Napoli, si sa, abbraccia le contraddizioni: multiforme capitale artistica ma, allo stesso tempo, città controversa, recentemente inserita (e poi rimossa) dal “Sun” nell’elenco delle città più pericolose del mondo. Metropoli capace di ospitare nelle stesse settimane un grande evento teatral-istituzionale come il Napoli Teatro Festival ma anche iniziative diverse e altrettanto importanti. È il caso di AltoFest, esperienza nata dalla determinazione di Anna Gesualdi e Giovanni Trono, aka TeatrInGestAzione, che nel 2011 inventano un festival capace di rovesciare le regole. Un esperimento coraggioso: sfidare le sovrastrutture cittadine tessendo una fitta rete di relazioni, con particolare attenzione all’intimità del rapporto umano.

Ma partiamo dall’inizio. Una piccola, variegata e fedelissima comunità di “donatori di spazi”, coltivata in anni di incontri, teatro e caffè, viene coinvolta nella realizzazione logistica della rassegna. I cittadini di Napoli sono chiamati a ospitare nei loro spazi privati (case, cortili, luoghi di lavoro quali uffici, negozi e studi) artisti provenienti da ogni parte del mondo selezionati attraverso un bando internazionale. Per il 2017 agli artisti è stato richiesto di proporre opere già formalizzate, “da riqualificare in stretta relazione con i luoghi del festival, rinunciando a supporti tecnici non compatibili con lo spazio assegnato”. Una ridefinizione non solo logistica, ma poetica: nei cinque giorni di residenza gli artisti hanno vissuto a stretto contatto con il tessuto umano partenopeo, attraverso la relazione biunivoca con i loro ospiti, cercando di far risuonare questa relazione nella propria opera.

Il motto di AltoFest è quindi “dare luogo”, nel senso più pieno del termine: concedere spazio e mettere in atto le singole azioni performative in un continuum di vuoti e pieni. La fase più delicata è assegnare a ciascun artista il proprio ospite e, di conseguenza, lo spazio di riferimento, immaginare quindi la relazione che ne potrebbe nascere e operare delle scelte finalizzate a comporre un unicum che si estende più in profondità e più a lungo dei cinque giorni di kermesse. Questa “opera-sistema” diffusa comprende anche il movimento tra una sede di spettacolo e l’altra, in un viavai di spettatori alla scoperta di luoghi sconosciuti agli stessi napoletani veraci: parcheggi in cave di tufo, acquedotti romani recentemente portati alla luce grazie all’opera di associazioni locali, appartamenti privati, palazzi storici in stato di abbandono, studi di architettura. La partecipazione è elastica, a tratti disordinata, figlia di quella gratuità che caratterizza tutti gli appuntamenti. Dopo sette anni di esistenza, AltoFest è ancora – ed è facile immaginare che forse rimarrà sempre – in una fase di metamorfosi e ricerca.

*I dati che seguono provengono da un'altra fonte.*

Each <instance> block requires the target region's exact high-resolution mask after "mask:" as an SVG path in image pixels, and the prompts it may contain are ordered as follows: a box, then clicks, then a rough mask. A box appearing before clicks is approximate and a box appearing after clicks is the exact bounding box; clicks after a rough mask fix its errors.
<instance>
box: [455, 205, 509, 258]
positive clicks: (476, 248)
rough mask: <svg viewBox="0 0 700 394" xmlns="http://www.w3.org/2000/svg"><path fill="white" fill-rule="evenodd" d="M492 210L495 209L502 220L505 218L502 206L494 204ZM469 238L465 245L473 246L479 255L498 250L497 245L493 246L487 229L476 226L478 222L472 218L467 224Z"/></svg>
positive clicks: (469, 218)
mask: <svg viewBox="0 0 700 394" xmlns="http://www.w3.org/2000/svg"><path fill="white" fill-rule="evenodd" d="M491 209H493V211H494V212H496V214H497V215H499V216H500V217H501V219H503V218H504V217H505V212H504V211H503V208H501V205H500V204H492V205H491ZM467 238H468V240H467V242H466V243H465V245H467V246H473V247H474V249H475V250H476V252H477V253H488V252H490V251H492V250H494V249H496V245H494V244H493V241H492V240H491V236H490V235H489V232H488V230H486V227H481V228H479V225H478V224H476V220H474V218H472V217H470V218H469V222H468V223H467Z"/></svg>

Una dimensione sui generis che richiede alcune riflessioni a margine.

Per prima cosa è interessante constatare come l’atto di ridefinizione dell’opera artistica rappresenti il cuore della relazione tra ospite e ospitato / cittadino e teatrante: un rapporto che talvolta viene correttamente interpretato da entrambe le parti in causa, talvolta meno. In questo si annida il potenziale stesso della linea poetica scelta da Gesualdo e Trono: l’opera che viene rappresentata al termine del periodo di residenza si fa portatrice non solo del messaggio che l’artista ha scelto di comunicare, ma anche di un’effettiva interazione umana. In secondo luogo, sfidando la capacità di adattamento di opera e artista, AltoFest ridefinisce anche (ma non solo) i confini dello sguardo critico. È ‘più riuscito’ teatralmente un lavoro che mantiene invariata la propria identità o un momento di spettacolo site specific impossibile da replicare al di fuori del complesso spazio-temporale di Napoli?

Il pubblico ad AltoFest non sarà mai un concetto astratto: lo spettatore viene infatti da subito inserito in una vera e propria comunità. Un atto di inclusione che genera uno scarto dalla dinamica di ricezione spettacolare ‘classica’, portando ad annullare le distanze tra “coloro che agiscono”, “coloro che guardano agire” e “coloro che accolgono l’agire”. Tale linea poetica, in termini astratti apprezzabilissima, comporta però (concretamente) una certa difficoltà di visione, con lo sguardo impossibilitato a riconoscere dove finisce l’atto umano e dove inizia quello artistico. Eppure la vera forza di AltoFest risiede proprio in questa sostanziale ma non incondizionata sovrapposizione.